Following the recommendations of a boundary review by the Local Government Boundary Commission for Wales, effective from the 2022 local elections, the Saundersfoot ward was split into North and South. The north part was merged with the neighbouring community of Amroth to create a new ward of 'Amroth and Saundersfoot North'. The south part became a new county ward of 'Saundersfoot South'. Both wards elect a councillor to the county council.

== Notable people ==
- William Frost (1848–1935), a Welsh designer of an early flying machine, the Frost Airship Glider.
- Rod de'Ath (1950–2014), a Welsh musician, drummer with Irish guitarist Rory Gallagher
- Jay James Picton (born 1983), a Welsh recording artist, songwriter with The Overtones and broadcaster
== Transport ==
Saundersfoot railway station is a mile from the village centre off the B4316 road.
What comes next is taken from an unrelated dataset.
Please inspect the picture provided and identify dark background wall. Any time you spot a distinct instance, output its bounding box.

Trains call every two hours, westwards to and eastwards to , and .

Buses are run by 2 bus companies. The first one being First Cymru and second one being Taf Vally Coaches. Services run to surrounding towns and villages.

== Saundersfoot swim ==
Saundersfoot holds its New Year's Day swim every year which is sponsored by local businesses. More than 1,500 people took part in 2016. Due to COVID-19, the 2021 event was cancelled but was allowed to go ahead again in 2023.